Turning YouTube into a Karaoke App | Frank Karaoke

PT | EN
April 5, 2026 · 💬 Join the Discussion

Project on GitHub: github.com/akitaonrails/frank_karaoke

Real-time scoring overlaid on a YouTube karaoke video

I’ve always loved karaoke. I go out to sing with family or friends every now and then. In São Paulo there are good places in Liberdade and Bom Retiro, for instance, with private Japanese-style booths. If you’ve never been to a karaoke like that: you rent a private room by the hour, there’s a huge song catalog, two microphones, and a scoring system that grades your singing in real time. The best systems are Japanese, like Joysound and DAM. A score above 90 (out of 100) is considered advanced. DAM, in the LIVE DAM Ai series, even uses AI to give scores that feel more “human.”

But not every place has that level.

The problem with karaoke in Brazil

In Brazil we grew up with Videokê, the brand the Korean Seok Ha Hwang brought to the country in 1996, importing equipment from Korea. It became a craze in the 90s and 2000s, showed up in every bar, barbecue and birthday party. The problem is that those machines stopped in time. The current models, like the VSK 5.0, ship with around 12-13 thousand songs in the catalog, which you expand by buying cartridges or song packs. In practice, the repertoire is old, the interface is straight out of the 2000s, and if the song you want to sing came out after 2015, good luck.

The workaround a lot of bars adopted was to allow Chromecast or screen mirroring so that customers can search for songs directly on YouTube. Makes sense: on YouTube you can find karaoke for any song. With-lyrics version, instrumental version, vocal guide version.

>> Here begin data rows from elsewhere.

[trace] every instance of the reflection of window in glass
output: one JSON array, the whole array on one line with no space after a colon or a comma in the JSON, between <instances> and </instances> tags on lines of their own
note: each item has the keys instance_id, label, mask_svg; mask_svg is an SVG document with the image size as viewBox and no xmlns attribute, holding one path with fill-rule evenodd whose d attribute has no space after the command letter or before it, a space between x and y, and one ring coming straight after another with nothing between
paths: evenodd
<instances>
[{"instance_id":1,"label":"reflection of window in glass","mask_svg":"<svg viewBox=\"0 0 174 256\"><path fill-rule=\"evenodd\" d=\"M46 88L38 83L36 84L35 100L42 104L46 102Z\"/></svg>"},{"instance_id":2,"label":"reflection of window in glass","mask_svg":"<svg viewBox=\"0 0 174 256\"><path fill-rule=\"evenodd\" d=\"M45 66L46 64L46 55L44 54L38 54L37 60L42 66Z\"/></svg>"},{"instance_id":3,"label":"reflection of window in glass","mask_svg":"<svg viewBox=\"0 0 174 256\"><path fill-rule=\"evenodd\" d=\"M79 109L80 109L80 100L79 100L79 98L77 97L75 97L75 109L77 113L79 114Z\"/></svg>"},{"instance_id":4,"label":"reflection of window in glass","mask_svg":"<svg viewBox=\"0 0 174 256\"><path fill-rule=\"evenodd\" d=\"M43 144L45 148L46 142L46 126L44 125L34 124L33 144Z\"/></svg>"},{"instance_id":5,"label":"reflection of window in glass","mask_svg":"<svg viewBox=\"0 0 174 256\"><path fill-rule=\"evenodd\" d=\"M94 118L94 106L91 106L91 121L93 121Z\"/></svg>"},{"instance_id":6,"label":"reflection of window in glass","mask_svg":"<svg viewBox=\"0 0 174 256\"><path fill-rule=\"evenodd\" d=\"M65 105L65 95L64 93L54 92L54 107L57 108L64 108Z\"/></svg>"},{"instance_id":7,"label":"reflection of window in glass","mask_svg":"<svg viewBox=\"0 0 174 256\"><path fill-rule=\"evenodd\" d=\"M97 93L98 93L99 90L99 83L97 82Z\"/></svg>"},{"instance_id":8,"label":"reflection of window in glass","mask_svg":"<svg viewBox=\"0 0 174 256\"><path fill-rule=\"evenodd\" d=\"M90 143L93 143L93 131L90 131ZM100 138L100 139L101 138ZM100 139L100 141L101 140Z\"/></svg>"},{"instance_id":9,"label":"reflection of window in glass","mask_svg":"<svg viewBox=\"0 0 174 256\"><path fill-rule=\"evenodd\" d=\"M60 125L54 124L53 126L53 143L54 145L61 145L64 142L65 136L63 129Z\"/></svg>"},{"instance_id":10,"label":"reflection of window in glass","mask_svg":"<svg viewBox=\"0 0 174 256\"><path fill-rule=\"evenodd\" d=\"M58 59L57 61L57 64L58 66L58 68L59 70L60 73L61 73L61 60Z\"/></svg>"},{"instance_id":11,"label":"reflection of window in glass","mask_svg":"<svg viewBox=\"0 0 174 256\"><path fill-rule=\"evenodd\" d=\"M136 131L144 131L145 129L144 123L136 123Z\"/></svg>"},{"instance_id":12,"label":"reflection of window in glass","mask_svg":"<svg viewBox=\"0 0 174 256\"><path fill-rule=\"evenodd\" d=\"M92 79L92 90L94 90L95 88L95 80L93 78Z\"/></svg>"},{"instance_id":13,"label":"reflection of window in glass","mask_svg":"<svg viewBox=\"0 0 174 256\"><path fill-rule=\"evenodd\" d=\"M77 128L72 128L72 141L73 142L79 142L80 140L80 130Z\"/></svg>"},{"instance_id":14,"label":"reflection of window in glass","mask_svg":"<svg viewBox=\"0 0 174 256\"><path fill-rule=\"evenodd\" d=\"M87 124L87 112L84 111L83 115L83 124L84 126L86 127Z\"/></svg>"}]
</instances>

But there’s a downgrade: you lose the scoring. One of the most fun parts of karaoke is the competition. Watching your score climb, comparing with friends, trying to beat the night’s record. If you’re just singing on top of a YouTube video, you get no feedback. It’s like bowling without a scoreboard.

And buying a professional system for home? Importing a Joysound F1 runs north of US$ 2,000 just for the hardware, not counting the monthly catalog subscription. For casual use it makes no sense.

The idea: YouTube with real-time scoring

Frank Karaoke came out of that frustration. If YouTube already has every song, why not build an app that works as a YouTube wrapper with a real-time scoring overlay? You search for any karaoke video, sing along, and the app analyzes your voice through the mic and shows a live score.

It’s a Flutter app for Android. Internally it loads YouTube into a webview and injects an overlay in HTML/CSS/JavaScript right into the page. The score display, the pitch trail, the settings panel, the mode selector — all of it rendered inside the webview through JS injection.

Frank Karaoke

Scoring without a reference

Now, the real problem. Every professional karaoke system depends on prebuilt reference files for each song. Every single one.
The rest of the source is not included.